One possible method would involve the use of drilling tubes that would conduct heated fluid into the cold reservoirs. This would dissolve the icy cage encasing the methane. The next step would be to capture the gas through a second opening.

These are the kinds of prospects that have inspired others to emulate the Chinese researchers' success. Japan has built the world's largest research drilling ship, the Chikyu, primarily to study methane hydrate. India has invested €200 million to launch a major national program -- and has already reported successes.

Indian researchers discovered a 132-meter (433-foot) thick layer of methane hydrate in the Krishna-Godavari Basin. "One of the thickest that's ever been found in the world," says Malcolm Lall, the director of the Indian gas hydrate program. The team has also been successful in the Andaman Islands, were they discovered, 600 meters (984 feet) beneath the ocean floor, a layer of frozen methane embedded in ash sediments from prehistoric volcanic eruptions. "This too is a first," says Lall.

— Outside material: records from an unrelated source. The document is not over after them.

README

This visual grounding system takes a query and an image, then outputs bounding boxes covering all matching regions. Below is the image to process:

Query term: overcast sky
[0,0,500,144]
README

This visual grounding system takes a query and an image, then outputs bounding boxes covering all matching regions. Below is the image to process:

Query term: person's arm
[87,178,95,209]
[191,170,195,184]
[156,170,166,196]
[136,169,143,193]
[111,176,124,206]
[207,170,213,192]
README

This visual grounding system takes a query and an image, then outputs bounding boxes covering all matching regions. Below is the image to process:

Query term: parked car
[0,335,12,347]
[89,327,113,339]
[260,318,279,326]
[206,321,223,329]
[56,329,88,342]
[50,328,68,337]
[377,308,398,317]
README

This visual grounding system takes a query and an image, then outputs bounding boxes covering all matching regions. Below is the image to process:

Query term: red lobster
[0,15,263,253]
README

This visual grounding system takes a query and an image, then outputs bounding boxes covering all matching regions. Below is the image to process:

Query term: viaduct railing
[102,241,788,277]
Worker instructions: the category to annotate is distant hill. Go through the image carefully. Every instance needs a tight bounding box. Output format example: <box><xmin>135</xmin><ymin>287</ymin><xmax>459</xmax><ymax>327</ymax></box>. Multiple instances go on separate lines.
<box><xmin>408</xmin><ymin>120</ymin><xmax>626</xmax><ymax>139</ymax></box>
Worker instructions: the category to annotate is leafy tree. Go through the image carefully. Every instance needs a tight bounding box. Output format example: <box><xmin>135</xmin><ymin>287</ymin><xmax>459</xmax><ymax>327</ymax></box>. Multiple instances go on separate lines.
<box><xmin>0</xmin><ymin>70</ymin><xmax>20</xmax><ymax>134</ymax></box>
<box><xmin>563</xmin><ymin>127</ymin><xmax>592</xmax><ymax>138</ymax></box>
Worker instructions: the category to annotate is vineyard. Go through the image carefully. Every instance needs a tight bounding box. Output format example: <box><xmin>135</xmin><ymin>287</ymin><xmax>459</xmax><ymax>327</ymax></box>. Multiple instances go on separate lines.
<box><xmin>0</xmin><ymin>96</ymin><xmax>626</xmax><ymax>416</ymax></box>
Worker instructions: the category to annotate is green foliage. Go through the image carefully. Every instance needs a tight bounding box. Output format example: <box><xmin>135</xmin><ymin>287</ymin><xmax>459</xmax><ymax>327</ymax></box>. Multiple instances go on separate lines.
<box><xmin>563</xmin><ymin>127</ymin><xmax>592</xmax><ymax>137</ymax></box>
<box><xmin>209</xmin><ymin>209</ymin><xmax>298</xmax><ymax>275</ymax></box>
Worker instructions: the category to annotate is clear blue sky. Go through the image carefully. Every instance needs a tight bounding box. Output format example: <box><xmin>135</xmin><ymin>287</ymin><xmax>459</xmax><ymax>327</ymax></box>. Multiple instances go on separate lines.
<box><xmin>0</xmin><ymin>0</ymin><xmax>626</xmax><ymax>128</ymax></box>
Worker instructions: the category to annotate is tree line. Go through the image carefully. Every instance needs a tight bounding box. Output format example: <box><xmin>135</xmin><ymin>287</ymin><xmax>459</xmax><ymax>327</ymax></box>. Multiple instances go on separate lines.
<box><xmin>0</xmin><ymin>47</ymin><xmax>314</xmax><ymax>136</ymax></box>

But many scientists see the flames licking out of samples in Indian and Chinese laboratories as a warning sign. They fear that one day the methane from the ocean floor will heat up the world's climate to a far greater extent than coal, oil and natural gas do today.

This is precisely what scientists at the Institute for Marine Research (GEOMAR) based in the northern German seaport of Kiel want to avert. They hope to be able to transform a potential curse into a blessing before it's too late. They envision a method whereby the flammable gas would be extracted from the sediment with the help of carbon dioxide.

"The carbon dioxide could be obtained from the exhaust gases of coal power plants, for instance," says Klaus Wallmann, the direct of a research project known as SUGAR, which was recently formed to study the issue. What he proposes sounds almost too good to be true: producing fuel while sequestering greenhouse gas deep beneath the ocean floor -- eliminating energy bottlenecks while simultaneously putting the brakes on global warming.

Wallmann and his colleagues base their theories on a reaction scientists noticed more than a decade ago. When a certain amount of pressure is applied to the cage-like crystal structure, carbon dioxide can penetrate the layer of ice, at which point it displaces the methane. Then a new cage of frozen water molecules forms around the carbon dioxide. "This behavior has already been demonstrated in laboratory experiments," says Wallmann.

He is also impressed by the ratio at which the gases are exchanged. For each dissolved molecule of methane, up to five molecules of carbon dioxide disappear into the ice cage.